Tutto pronto per la cerimonia di inaugurazione – L’Università degli studi Messina, nella giornata di lunedì, ospiterà il sottosegretario alla presidenza del Consiglio, professor Graziano Delrio, che presenzierà alla Cerimonia di inaugurazione dell’Anno Accademico. L’appuntamento è per lunedì alle ore 12 nell’Aula magna dell’ateneo. Come ogni anno è una ricorrenza molto attesa dall’Università della città dello Stretto, che vuole rilanciarsi in termini di credibilità e autorevolezza nel panorama delle università italiane. Per questo motivo lunedì ci saranno veri e propri “effetti speciali” ad aprire le danze del nuovo anno accademico. La parola d’ordine, neanche a dirlo, sarà cultura e così all’evento esordirà il Coro d’ateneo, coordinato da Giulio e Umberto Arena, che intonerà il Gaudeamus igitur e l’Inno nazionale. Inoltre sarà possibile visitare la mostra delle antiche ceramiche della collezione “Cesare e Doris Zipelli”, allestita nell’Antiquarium (cortile Rettorato) che resterà aperto dalle 8.30 alle 11.
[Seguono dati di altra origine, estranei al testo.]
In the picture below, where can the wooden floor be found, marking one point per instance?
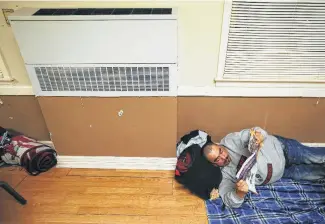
(98, 196)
Maxi-schermi e bus navetta – Come riportato nel comunicato stampa diramato dall’Università degli studi di Messina, ci saranno dei maxi-schermi nell’atrio dell’ateneo per garantire a tutti i partecipanti la visione dell’evento e inoltre, senza dimenticare le varie sedi dislocate lungo la città di Messina, verranno messi a disposizione dei bus navetta che collegheranno la sede centrale con l’Annunziata e il Papardo: «Per consentire la massima partecipazione di tutte le componenti dell’Ateneo, in occasione dell’inaugurazione dell’Anno accademico sono stati allestiti dei maxi-schermi nell’atrio dell’ateneo, nell’Aula Cannizzaro e presso l’Accademia peloritana. Tutto il personale tecnico-amministrativo è stato, inoltre, autorizzato a presenziare alla cerimonia e a tal proposito l’amministrazione ha messo a disposizione dei bus navetta dai Poli decentrati alla sede centrale con partenza alle ore 11.15 dall’Annunziata, da Papardo e dal piazzale del Pronto Soccorso del Policlinico; il rientro è previsto al termine della cerimonia».

Buon umore dopo la sentenza che ha assolto l’ex Rettore – La presenza di Graziano Delrio, ex sindaco di Reggio Emilia e uno degli uomini di fiducia del presidente del Consiglio, Matteo Renzi, sottolinea il salto di qualità che il Magnifico Rettore, professor Pietro Navarra, Ordinario di Economia del Settore pubblico – Dipartimento di Scienze economiche, aziendali, ambientali e Metodologie quantitative, vuole realizzare rispetto agli anni passati. Occorre recuperare credibilità e qualità. Per quanto riguarda il secondo aspetto servirà un po’ più di tempo, mentre sul primo punto qualche aiuto indiretto è arrivato dai giudici del Tribunale di Messina che hanno assolto, in questi giorni, sette imputati nell’inchiesta sul presunto concorso truccato in Medicina del Lavoro. Tra questi c’era l’ex Rettore, il professor Francesco Tomasello, il docente di Medicina del Lavoro Carmelo Abbate e la ricercatrice Giovanna Spatari. Secondo l’accusa il concorso a Medicina del Lavoro del 2009 era stato pilotato a favore di Bonanno (ex presidente del consiglio comunale). Le intercettazioni però vennero «cassate» dai giudici all’inizio dal processo, perché dichiarate inutilizzabili. I giudici hanno ritenuto che non ci fu abuso nei passaggi che assegnarono il concorso all’ex presidente del consiglio comunale Umberto Bonanno. Una sentenza che è un sollievo anche per l’Università di Messina e il suo prestigio, che negli ultimi anni era stato messo a dura prova.